Layer 1: Surface
Standard RAG indexes text. But a typical engineering organisation’s knowledge lives in slide decks, architecture diagrams, recorded standups, and annotated screenshots. If you can’t retrieve from those, you have a text-only system serving a multimodal world.
Multimodal RAG extends the retrieval pipeline to handle at least two additional modalities:
| Modality | Indexing approach | Retrieval mechanism |
|---|---|---|
| Text | Embed text chunks | Dense vector similarity |
| Images | CLIP embeddings or caption text | Cross-modal or text-to-image similarity |
| Audio | Transcribe (Whisper or equivalent), then treat as text | Text-based retrieval on transcript chunks |
| Video | Keyframe extraction + audio transcription | Combined image/text retrieval |
The core insight: each modality needs its own chunking strategy and its own embedding approach. Trying to force images through a text chunking pipeline, or audio through an image pipeline, produces poor retrieval.

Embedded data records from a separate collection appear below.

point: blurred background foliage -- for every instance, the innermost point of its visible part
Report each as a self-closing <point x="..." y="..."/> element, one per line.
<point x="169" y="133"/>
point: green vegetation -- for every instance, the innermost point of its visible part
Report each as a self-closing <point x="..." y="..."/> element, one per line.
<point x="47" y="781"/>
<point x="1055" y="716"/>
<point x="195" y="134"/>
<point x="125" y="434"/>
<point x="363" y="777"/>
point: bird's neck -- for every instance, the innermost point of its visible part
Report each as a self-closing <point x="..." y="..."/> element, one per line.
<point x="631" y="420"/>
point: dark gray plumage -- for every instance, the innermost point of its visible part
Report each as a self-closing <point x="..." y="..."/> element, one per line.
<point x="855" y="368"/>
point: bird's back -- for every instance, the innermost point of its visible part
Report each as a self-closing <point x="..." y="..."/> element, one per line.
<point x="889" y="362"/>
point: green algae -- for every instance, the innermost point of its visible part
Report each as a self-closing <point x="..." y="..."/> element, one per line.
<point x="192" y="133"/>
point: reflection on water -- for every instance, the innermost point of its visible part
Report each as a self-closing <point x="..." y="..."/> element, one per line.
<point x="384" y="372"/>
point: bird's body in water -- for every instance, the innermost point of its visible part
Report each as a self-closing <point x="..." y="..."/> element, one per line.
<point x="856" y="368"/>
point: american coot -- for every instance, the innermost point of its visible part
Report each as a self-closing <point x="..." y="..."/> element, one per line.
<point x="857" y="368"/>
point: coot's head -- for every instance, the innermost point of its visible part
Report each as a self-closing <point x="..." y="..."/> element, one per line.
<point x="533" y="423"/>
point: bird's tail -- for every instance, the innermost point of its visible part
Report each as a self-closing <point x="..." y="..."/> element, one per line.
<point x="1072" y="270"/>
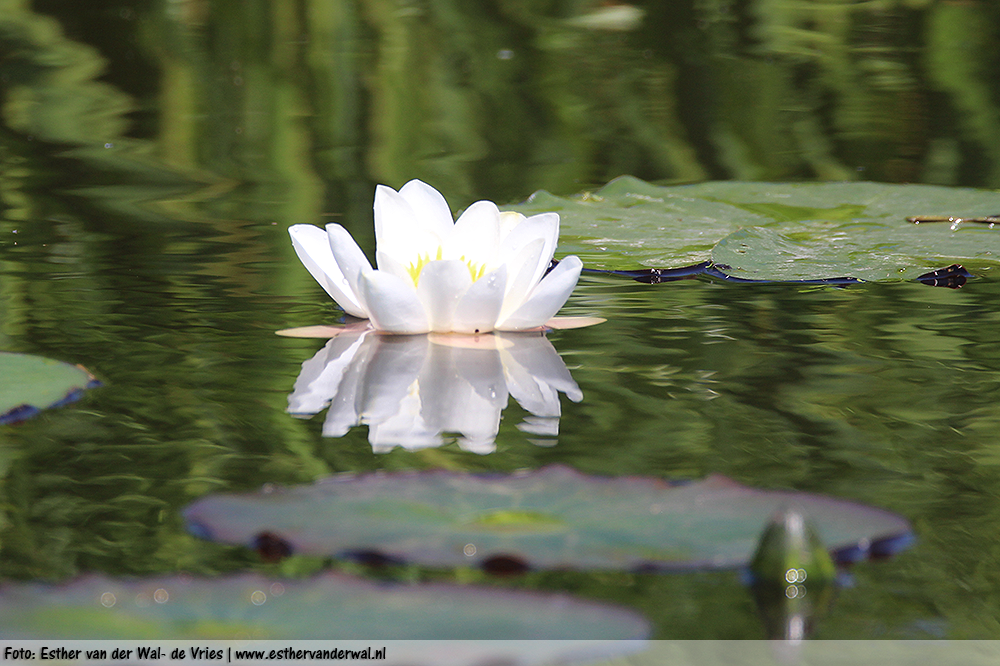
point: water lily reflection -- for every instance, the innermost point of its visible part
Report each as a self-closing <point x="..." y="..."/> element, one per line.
<point x="414" y="391"/>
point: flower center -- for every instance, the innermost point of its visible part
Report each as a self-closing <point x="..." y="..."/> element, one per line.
<point x="417" y="267"/>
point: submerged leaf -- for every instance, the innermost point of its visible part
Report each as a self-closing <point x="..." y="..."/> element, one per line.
<point x="32" y="383"/>
<point x="325" y="607"/>
<point x="550" y="518"/>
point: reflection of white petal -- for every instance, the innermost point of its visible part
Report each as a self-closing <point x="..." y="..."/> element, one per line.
<point x="441" y="285"/>
<point x="479" y="307"/>
<point x="321" y="376"/>
<point x="463" y="391"/>
<point x="394" y="305"/>
<point x="312" y="245"/>
<point x="540" y="425"/>
<point x="530" y="359"/>
<point x="546" y="299"/>
<point x="478" y="446"/>
<point x="342" y="414"/>
<point x="391" y="368"/>
<point x="412" y="392"/>
<point x="406" y="428"/>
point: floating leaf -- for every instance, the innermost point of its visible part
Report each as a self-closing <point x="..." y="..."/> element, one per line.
<point x="778" y="231"/>
<point x="329" y="606"/>
<point x="550" y="518"/>
<point x="32" y="383"/>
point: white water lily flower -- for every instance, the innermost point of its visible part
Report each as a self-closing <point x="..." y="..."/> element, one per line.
<point x="483" y="272"/>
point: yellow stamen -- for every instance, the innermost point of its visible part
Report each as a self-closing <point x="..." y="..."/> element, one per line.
<point x="414" y="269"/>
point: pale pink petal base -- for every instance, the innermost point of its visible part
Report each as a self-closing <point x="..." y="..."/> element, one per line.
<point x="473" y="341"/>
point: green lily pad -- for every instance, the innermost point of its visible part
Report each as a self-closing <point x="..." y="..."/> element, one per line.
<point x="550" y="518"/>
<point x="777" y="231"/>
<point x="33" y="383"/>
<point x="325" y="607"/>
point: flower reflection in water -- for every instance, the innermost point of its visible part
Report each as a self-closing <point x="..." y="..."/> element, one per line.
<point x="415" y="390"/>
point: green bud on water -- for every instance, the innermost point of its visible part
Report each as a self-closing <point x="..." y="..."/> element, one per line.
<point x="793" y="576"/>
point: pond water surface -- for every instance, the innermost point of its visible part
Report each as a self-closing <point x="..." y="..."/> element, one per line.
<point x="144" y="236"/>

The context budget problem
A 1024×768 image passed to a vision-capable model typically consumes 700–2,000 tokens depending on the model and detail level. At top-k=5 with images, you may consume 5,000–10,000 tokens on images alone — before the user’s question and the system prompt. This is not a retrieval problem; it is a context assembly problem. You need explicit token budgets per modality.
Production Gotcha
Common Gotcha: Multimodal RAG requires fundamentally different chunking strategies — images cannot be split mid-image, and a single high-resolution image may consume as many tokens as several pages of text when passed to a vision model. Budget your context window per modality before designing the pipeline.
Layer 2: Guided
Note: The library versions shown below (Pillow, openai-whisper, open-clip-torch) were current as of April 2026. Verify versions before use — multimodal tooling evolves rapidly.

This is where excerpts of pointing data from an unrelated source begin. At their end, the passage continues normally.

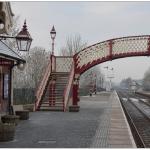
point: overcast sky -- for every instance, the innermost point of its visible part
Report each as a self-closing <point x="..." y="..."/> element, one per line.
<point x="94" y="21"/>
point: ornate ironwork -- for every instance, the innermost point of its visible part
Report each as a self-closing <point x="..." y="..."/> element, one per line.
<point x="63" y="64"/>
<point x="111" y="49"/>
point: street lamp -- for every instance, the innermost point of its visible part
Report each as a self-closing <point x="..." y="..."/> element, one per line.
<point x="53" y="35"/>
<point x="23" y="39"/>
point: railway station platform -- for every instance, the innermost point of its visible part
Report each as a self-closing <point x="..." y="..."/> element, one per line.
<point x="100" y="123"/>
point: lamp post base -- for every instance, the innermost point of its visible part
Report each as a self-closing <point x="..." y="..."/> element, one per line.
<point x="74" y="108"/>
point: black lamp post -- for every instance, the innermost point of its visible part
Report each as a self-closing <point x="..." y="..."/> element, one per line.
<point x="53" y="35"/>
<point x="23" y="39"/>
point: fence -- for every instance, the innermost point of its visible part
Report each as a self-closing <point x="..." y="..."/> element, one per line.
<point x="24" y="96"/>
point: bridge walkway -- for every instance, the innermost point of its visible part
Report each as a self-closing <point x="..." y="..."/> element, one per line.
<point x="100" y="123"/>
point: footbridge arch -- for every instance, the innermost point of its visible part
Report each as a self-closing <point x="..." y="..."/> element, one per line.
<point x="105" y="51"/>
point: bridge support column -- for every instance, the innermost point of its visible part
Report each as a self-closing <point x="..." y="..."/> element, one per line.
<point x="75" y="98"/>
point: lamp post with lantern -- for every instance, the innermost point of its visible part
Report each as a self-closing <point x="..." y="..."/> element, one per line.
<point x="53" y="35"/>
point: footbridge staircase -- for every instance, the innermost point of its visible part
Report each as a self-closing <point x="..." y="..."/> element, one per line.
<point x="54" y="91"/>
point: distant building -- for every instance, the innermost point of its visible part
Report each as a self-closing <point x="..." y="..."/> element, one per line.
<point x="8" y="59"/>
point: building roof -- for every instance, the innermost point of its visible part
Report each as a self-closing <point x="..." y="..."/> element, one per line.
<point x="9" y="53"/>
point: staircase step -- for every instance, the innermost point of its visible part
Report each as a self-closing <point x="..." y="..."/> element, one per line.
<point x="51" y="109"/>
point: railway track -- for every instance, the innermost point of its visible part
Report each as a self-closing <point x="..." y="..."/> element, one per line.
<point x="137" y="110"/>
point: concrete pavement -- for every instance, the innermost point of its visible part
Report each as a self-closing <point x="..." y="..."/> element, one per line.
<point x="90" y="127"/>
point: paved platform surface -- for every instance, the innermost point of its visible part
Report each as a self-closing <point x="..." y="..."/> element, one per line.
<point x="100" y="123"/>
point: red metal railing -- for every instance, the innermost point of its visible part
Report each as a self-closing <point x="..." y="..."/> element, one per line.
<point x="67" y="90"/>
<point x="42" y="86"/>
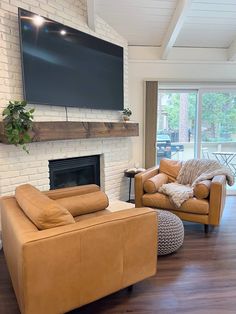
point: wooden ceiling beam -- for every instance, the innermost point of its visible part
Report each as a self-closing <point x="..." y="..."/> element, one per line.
<point x="231" y="53"/>
<point x="91" y="14"/>
<point x="175" y="26"/>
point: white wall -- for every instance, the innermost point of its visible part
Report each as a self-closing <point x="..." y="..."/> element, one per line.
<point x="16" y="167"/>
<point x="184" y="65"/>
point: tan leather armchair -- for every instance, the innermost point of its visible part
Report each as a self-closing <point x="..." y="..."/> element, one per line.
<point x="206" y="211"/>
<point x="59" y="269"/>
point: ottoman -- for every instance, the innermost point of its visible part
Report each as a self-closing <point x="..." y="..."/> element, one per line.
<point x="170" y="232"/>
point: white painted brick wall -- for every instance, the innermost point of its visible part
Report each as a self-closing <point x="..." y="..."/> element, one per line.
<point x="16" y="167"/>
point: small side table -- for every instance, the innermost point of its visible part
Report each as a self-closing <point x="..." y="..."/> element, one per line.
<point x="130" y="175"/>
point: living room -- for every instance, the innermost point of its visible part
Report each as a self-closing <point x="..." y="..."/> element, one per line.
<point x="163" y="51"/>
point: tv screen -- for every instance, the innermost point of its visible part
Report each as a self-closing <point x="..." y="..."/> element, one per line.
<point x="66" y="67"/>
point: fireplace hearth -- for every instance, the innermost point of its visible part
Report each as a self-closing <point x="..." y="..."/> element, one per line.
<point x="74" y="171"/>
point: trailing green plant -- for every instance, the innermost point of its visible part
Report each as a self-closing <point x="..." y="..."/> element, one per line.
<point x="127" y="112"/>
<point x="18" y="122"/>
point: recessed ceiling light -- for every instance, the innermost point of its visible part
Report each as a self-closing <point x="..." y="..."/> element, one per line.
<point x="63" y="32"/>
<point x="38" y="20"/>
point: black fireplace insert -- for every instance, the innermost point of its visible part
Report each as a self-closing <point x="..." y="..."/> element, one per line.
<point x="74" y="171"/>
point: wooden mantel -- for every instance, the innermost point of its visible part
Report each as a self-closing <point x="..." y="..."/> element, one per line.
<point x="68" y="130"/>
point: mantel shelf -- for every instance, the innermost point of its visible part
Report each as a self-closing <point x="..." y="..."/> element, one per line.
<point x="68" y="130"/>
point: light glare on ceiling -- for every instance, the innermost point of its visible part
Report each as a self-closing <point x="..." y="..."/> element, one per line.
<point x="38" y="20"/>
<point x="63" y="32"/>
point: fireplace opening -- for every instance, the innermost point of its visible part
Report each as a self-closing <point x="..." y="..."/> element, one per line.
<point x="74" y="171"/>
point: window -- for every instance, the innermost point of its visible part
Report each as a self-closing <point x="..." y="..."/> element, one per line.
<point x="197" y="123"/>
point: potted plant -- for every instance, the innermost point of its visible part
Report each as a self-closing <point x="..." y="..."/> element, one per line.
<point x="126" y="114"/>
<point x="18" y="122"/>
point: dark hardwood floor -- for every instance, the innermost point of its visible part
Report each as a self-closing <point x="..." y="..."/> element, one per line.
<point x="200" y="278"/>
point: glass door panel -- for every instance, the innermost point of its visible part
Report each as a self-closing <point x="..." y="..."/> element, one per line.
<point x="176" y="124"/>
<point x="218" y="128"/>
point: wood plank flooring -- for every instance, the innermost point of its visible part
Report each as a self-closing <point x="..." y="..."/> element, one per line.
<point x="200" y="278"/>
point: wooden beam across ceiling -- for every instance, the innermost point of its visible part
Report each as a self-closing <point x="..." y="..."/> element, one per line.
<point x="91" y="14"/>
<point x="175" y="26"/>
<point x="232" y="51"/>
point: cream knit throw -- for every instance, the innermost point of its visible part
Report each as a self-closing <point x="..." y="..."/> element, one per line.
<point x="192" y="172"/>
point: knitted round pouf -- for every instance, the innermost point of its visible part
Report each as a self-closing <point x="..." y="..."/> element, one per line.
<point x="170" y="232"/>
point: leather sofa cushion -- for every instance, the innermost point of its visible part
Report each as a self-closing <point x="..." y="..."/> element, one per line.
<point x="202" y="189"/>
<point x="40" y="209"/>
<point x="192" y="205"/>
<point x="152" y="185"/>
<point x="85" y="204"/>
<point x="170" y="167"/>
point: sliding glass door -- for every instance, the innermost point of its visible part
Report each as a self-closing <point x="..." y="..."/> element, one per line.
<point x="197" y="123"/>
<point x="218" y="127"/>
<point x="176" y="124"/>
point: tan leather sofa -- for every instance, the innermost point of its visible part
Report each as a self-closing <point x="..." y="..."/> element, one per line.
<point x="207" y="211"/>
<point x="59" y="269"/>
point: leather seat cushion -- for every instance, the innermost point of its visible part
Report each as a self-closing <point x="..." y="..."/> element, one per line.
<point x="44" y="212"/>
<point x="84" y="204"/>
<point x="153" y="184"/>
<point x="171" y="168"/>
<point x="192" y="205"/>
<point x="202" y="189"/>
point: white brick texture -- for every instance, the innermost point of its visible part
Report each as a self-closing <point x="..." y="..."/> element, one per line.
<point x="16" y="167"/>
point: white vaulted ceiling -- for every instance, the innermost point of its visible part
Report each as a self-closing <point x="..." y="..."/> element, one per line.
<point x="206" y="23"/>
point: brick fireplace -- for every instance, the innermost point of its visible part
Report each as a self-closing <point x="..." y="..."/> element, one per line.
<point x="16" y="167"/>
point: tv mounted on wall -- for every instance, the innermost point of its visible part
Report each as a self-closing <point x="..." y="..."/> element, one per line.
<point x="66" y="67"/>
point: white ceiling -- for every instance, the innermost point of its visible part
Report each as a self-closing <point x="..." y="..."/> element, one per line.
<point x="207" y="23"/>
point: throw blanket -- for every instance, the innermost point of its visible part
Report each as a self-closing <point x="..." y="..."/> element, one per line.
<point x="192" y="172"/>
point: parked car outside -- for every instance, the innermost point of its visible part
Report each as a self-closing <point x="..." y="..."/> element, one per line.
<point x="163" y="146"/>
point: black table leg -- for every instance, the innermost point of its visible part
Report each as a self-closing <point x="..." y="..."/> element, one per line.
<point x="130" y="179"/>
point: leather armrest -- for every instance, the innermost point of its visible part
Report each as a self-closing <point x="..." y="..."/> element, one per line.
<point x="72" y="191"/>
<point x="217" y="199"/>
<point x="139" y="180"/>
<point x="88" y="260"/>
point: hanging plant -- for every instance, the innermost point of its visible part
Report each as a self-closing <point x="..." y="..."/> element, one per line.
<point x="18" y="122"/>
<point x="126" y="114"/>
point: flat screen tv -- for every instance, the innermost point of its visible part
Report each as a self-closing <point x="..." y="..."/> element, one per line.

Image indexing: CLIP embeddings + caption fallback
The two approaches to image retrieval are not mutually exclusive:
- CLIP embeddings: embed both the image and the query text into a shared latent space. Retrieval: find images whose CLIP embeddings are close to the query CLIP text embedding. No intermediate text required.
- Caption pipeline: use a vision model to generate a text caption for each image, then embed the caption as text. Retrieval: standard text-to-text similarity against caption embeddings.
CLIP is faster at retrieval and preserves visual detail. Captions enable more nuanced semantic matching (you can describe what’s in an image in ways CLIP can’t match). The best systems use both.
import open_clip
import torch
from PIL import Image
import io
import base64
def embed_image_clip(image_bytes: bytes, model_name: str = "ViT-B-32") -> list[float]:
"""
Generate a CLIP embedding for an image.
open_clip supports many CLIP variants — verify model availability.
"""
model, _, preprocess = open_clip.create_model_and_transforms(
model_name,
pretrained="openai",
)
model.eval()
image = Image.open(io.BytesIO(image_bytes)).convert("RGB")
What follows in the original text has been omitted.